Love Column: Giving up men for good

by Katherine Burns / Beacon Staff • October 5, 2016

I met him outside the party on the front steps. He was holding a half-finished beer, and I carried an empty bottle of wine. We talked about everything and nothing. He leaned in and I grabbed his shirt. We kissed briefly before I took his hand and led him inside.

I never got his name and when I woke up the next morning he was gone. By this point I already knew in the back of my head that I wasn’t into this. But my friends were occupied, I was bored, and he was there.

The reality was I wasn’t attracted to men. At all. Objectively, I could tell when a guy was attractive, but it didn’t matter. In my eyes they were all the same, so it was easy to push that voice to the back of my brain as I continued to pursue them. I knew I liked women, but I didn’t want to let go of also liking men.

The summer after I graduated high school I decided that I was going to be a slut. I was newly single and wanted to try out my sexual freedom. I was making a feminist statement by reclaiming the word that had been thrown at me many times in my life, or so I told myself.  I was engaging in casual sex, kissing strangers for free drinks, and perusing Tinder when it was brand new and laden with stigma. But most importantly, after a relationship full of sexual coercion and gaslighting, I was finally in control.

Actively pursuing anyone, including men, was brand new territory for me. I was tentative at first, and often I needed to down a few drinks before I could flirt with a man and let him know my intentions. But as I got more comfortable, I slowly realized something. Guys wanted to have sex with me. They thought I was attractive and they would do whatever it took to be with me.

Many times, after an unsatisfying hook up, I would think about how much better it might have been had I been with a girl. But in my mind, I had no choice. There’s no guide on how a queer woman could comfortably “pick up” a girl. The rules were different, and there were no models to look to as there were with men.
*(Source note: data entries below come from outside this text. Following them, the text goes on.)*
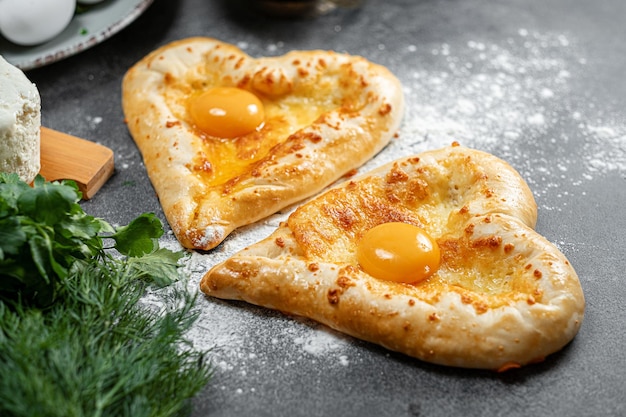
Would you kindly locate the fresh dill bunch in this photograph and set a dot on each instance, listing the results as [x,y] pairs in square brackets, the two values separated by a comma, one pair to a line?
[74,338]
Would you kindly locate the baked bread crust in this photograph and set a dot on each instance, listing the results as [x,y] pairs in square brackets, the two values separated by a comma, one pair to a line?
[327,114]
[503,297]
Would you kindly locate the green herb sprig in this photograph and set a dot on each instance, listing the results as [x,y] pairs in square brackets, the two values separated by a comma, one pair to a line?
[75,339]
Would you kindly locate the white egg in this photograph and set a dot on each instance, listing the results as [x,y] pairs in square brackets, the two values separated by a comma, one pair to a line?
[31,22]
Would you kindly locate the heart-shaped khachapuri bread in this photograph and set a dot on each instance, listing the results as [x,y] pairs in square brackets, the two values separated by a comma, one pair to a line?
[434,256]
[228,139]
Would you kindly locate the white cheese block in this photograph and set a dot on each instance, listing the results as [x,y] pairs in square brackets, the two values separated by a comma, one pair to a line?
[20,123]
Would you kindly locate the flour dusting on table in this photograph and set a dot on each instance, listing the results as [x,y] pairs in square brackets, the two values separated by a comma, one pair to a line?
[511,98]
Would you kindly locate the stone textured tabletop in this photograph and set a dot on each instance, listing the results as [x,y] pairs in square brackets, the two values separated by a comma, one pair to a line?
[538,83]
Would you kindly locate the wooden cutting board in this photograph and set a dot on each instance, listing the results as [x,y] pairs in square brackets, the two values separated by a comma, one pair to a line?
[66,157]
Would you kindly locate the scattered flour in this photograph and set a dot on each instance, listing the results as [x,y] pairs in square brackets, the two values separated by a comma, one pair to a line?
[511,98]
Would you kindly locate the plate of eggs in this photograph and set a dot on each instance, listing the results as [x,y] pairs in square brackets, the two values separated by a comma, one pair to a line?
[34,33]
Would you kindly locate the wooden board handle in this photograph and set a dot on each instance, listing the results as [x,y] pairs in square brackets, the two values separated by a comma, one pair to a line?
[66,157]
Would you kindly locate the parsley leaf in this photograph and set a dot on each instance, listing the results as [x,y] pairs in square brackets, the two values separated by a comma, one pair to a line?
[75,339]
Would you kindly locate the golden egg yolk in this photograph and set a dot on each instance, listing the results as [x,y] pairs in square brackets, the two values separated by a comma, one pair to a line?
[226,112]
[398,252]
In retrospect, I probably thought that because of the dichotomy queer women exist in according to our media and society. We are either sexual objects of the porn industry lacking autonomy and usually tied to a man, or we are in sexless, boring relationship thanks to the myth of lesbian bed death.
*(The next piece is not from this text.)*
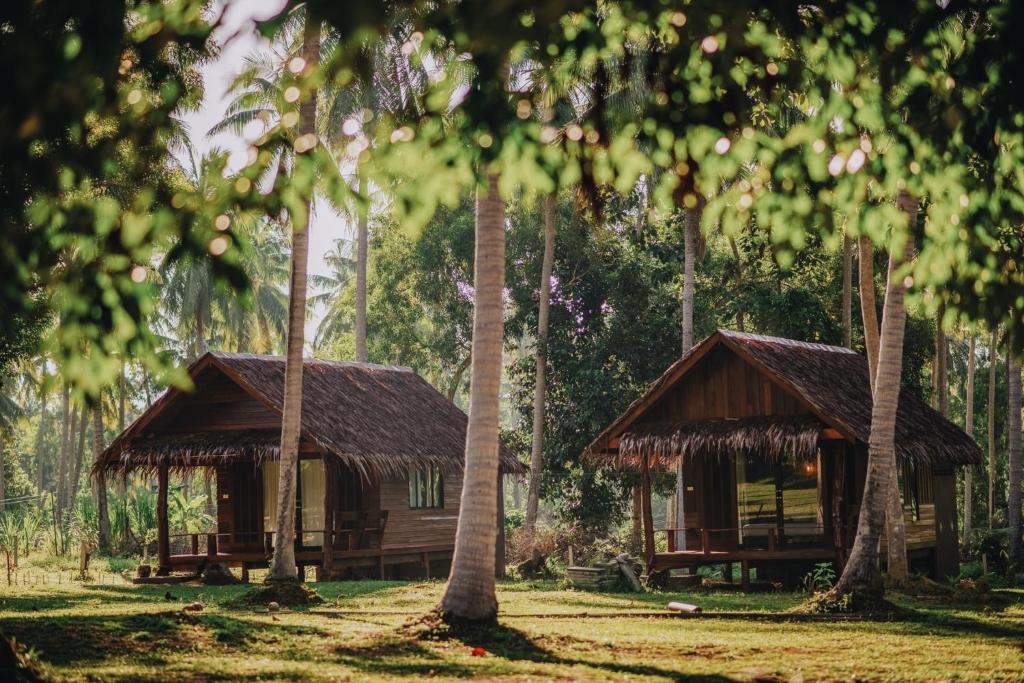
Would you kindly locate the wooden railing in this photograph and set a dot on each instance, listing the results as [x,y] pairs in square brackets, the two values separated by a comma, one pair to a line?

The  phrase “lesbian bed death” loomed in my head for years. It’s an unfounded phenomenon that when two women have been together for a long time they stop having sex entirely. It kept me from exploring what I really wanted—a casual but enjoyable relationship with someone I was actually attracted to.
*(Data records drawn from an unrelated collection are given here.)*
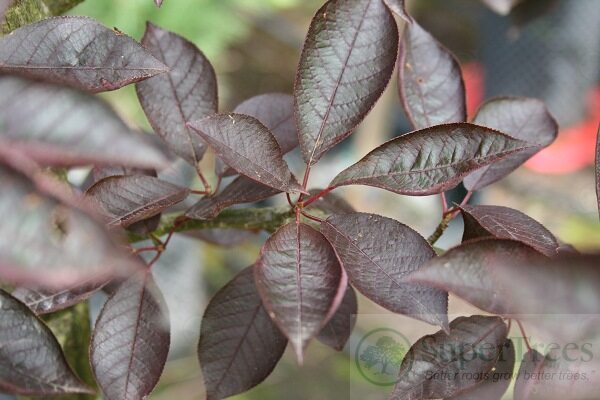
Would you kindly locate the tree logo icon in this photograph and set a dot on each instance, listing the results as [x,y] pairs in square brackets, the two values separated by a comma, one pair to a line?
[379,356]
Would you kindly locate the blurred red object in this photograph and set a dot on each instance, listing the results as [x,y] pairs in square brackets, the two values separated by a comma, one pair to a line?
[575,146]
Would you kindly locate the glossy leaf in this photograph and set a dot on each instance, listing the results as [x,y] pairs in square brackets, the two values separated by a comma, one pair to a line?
[522,118]
[239,344]
[126,200]
[300,282]
[508,223]
[60,126]
[496,381]
[241,190]
[398,7]
[339,328]
[471,348]
[45,243]
[131,340]
[186,93]
[276,112]
[77,51]
[430,80]
[45,301]
[249,147]
[32,360]
[346,63]
[469,270]
[430,160]
[377,252]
I didn’t even know how to broach the topic of casual sex with women, but with men I didn’t have to. It was just assumed. Our culture tells us men only want “that one thing” and that women are expected to simultaneously be sexual objects and sexless. I had chosen the extreme end of that binary, and it put me in a position where I was much more vulnerable to their advances, but also had more autonomy in how I chose them. I didn’t have to do any of the work and I didn’t risk rejection.

But with women, I didn’t always know if they were queer, let alone into me. Even the thought of approaching a woman at a party made me clam up.

I finally decided to foray into sexual relationships with women. It was a slow transition, as I started to be more honest with women about what I wanted and after much deliberation changed my Tinder settings to only women. I met some wonderful women in the process, women I could talk to and cuddle with and get coffee with after we hooked up. And I discovered, to my great surprise, that I was not the only queer woman with a sex drive. It was hard at first, and often the other person had to take the lead. But online dating especially helped me find other women with similar interests and desires that I otherwise would have never interacted with.  

This spring, I finally gave up sleeping with men. My sexual adventures were less frequent and often had to be pre-planned. But it was different. It was better. I was connecting with people I was actually attracted to and I was communicating my wants and needs. I realized there was more than one way to reclaim my autonomy.

Recently, I got intimate with a girl I’ve been casually dating. We made pizza together and talked about our feelings and what being queer meant to us—the sex was just a bonus. Afterwards, we put on face masks and cuddled while watching a Disney movie. It had been months at this point since the last time I had been with someone, but I didn’t feel like I was missing out on anything. A new adventure was just beginning.